A data augmentation methodology for training machine/deep learning gait recognition algorithms
This addresses the challenge of limited high-quality training data for gait recognition systems, though it is incremental as it builds on existing simulation and data augmentation techniques.
The authors tackled the problem of confounding factors like clothing and lighting reducing gait recognition accuracy by introducing a simulation-based data augmentation methodology and a subject-specific dataset to generate synthetic video frames. Results show that synthetic examples retain identity information, enabling studies into fully-invariant recognition across more conditions.

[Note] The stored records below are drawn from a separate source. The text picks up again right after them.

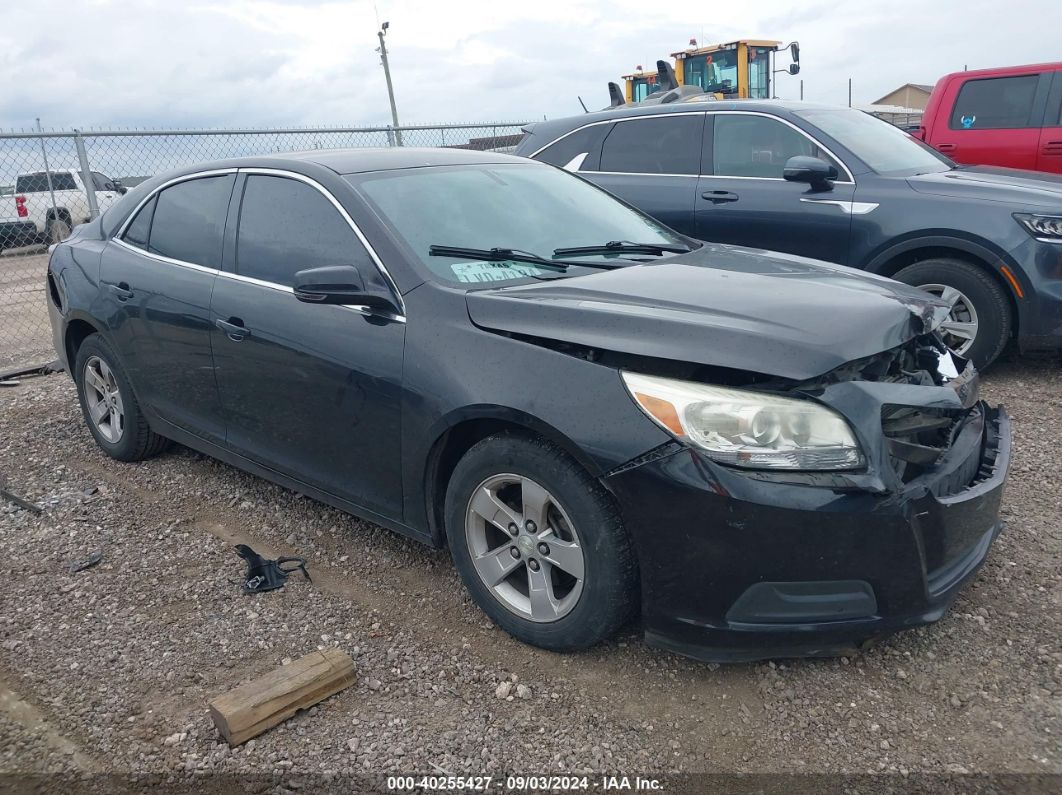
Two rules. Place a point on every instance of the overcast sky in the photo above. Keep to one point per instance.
(140, 63)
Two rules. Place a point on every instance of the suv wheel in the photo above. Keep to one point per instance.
(109, 407)
(540, 543)
(978, 326)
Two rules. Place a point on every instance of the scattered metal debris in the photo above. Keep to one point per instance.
(264, 574)
(4, 494)
(88, 563)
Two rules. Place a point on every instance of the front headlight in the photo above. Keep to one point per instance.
(1047, 228)
(748, 429)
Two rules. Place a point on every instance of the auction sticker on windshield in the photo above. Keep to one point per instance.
(482, 271)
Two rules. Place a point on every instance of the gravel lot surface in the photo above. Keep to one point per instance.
(110, 669)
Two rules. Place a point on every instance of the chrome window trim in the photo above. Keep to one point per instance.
(247, 279)
(160, 258)
(851, 179)
(346, 217)
(117, 237)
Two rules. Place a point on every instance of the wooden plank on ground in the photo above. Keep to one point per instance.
(261, 704)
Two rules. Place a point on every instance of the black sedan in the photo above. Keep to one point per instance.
(758, 454)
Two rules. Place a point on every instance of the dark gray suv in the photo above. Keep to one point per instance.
(837, 185)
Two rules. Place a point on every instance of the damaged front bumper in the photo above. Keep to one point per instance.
(743, 565)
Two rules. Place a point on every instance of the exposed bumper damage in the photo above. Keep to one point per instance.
(805, 564)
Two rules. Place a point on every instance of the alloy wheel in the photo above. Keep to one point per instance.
(960, 328)
(525, 548)
(103, 400)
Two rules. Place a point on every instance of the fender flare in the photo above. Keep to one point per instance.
(982, 249)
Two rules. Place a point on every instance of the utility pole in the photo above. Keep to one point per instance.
(387, 73)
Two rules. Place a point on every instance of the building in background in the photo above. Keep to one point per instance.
(902, 106)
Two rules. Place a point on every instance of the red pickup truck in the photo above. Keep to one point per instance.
(1010, 117)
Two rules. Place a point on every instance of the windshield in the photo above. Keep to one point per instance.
(886, 149)
(524, 207)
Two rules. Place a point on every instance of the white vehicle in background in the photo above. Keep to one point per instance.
(37, 220)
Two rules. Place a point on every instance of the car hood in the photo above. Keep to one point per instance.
(1010, 186)
(723, 306)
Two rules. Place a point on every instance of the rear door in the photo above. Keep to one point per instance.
(742, 199)
(311, 391)
(993, 121)
(156, 278)
(653, 162)
(1049, 157)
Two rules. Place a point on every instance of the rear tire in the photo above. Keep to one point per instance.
(981, 305)
(109, 407)
(579, 530)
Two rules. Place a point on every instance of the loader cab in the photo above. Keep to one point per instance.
(737, 70)
(639, 85)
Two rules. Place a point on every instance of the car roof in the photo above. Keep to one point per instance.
(355, 160)
(692, 104)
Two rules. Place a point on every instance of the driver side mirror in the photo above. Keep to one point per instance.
(811, 170)
(339, 284)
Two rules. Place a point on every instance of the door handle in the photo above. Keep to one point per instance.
(121, 291)
(234, 328)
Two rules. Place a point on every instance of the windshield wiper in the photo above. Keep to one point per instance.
(512, 255)
(619, 246)
(496, 255)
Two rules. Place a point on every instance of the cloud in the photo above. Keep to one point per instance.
(222, 63)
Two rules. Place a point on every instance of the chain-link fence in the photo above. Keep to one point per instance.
(50, 182)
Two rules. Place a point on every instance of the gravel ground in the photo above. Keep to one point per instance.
(110, 669)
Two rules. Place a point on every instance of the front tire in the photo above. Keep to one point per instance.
(109, 407)
(979, 325)
(540, 543)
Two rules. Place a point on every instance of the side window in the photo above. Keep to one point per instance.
(189, 220)
(758, 145)
(578, 151)
(664, 144)
(287, 226)
(102, 183)
(137, 231)
(994, 103)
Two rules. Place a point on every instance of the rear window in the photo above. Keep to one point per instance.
(38, 183)
(664, 144)
(582, 144)
(189, 220)
(995, 103)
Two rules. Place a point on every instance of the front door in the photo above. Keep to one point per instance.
(156, 282)
(310, 391)
(742, 199)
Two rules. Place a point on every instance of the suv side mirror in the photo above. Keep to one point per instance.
(817, 173)
(340, 284)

There are several confounding factors that can reduce the accuracy of gait recognition systems. These factors can reduce the distinctiveness, or alter the features used to characterise gait, they include variations in clothing, lighting, pose and environment, such as the walking surface. Full invariance to all confounding factors is challenging in the absence of high-quality labelled training data. We introduce a simulation-based methodology and a subject-specific dataset which can be used for generating synthetic video frames and sequences for data augmentation. With this methodology, we generated a multi-modal dataset. In addition, we supply simulation files that provide the ability to simultaneously sample from several confounding variables. The basis of the data is real motion capture data of subjects walking and running on a treadmill at different speeds. Results from gait recognition experiments suggest that information about the identity of subjects is retained within synthetically generated examples. The dataset and methodology allow studies into fully-invariant identity recognition spanning a far greater number of observation conditions than would otherwise be possible.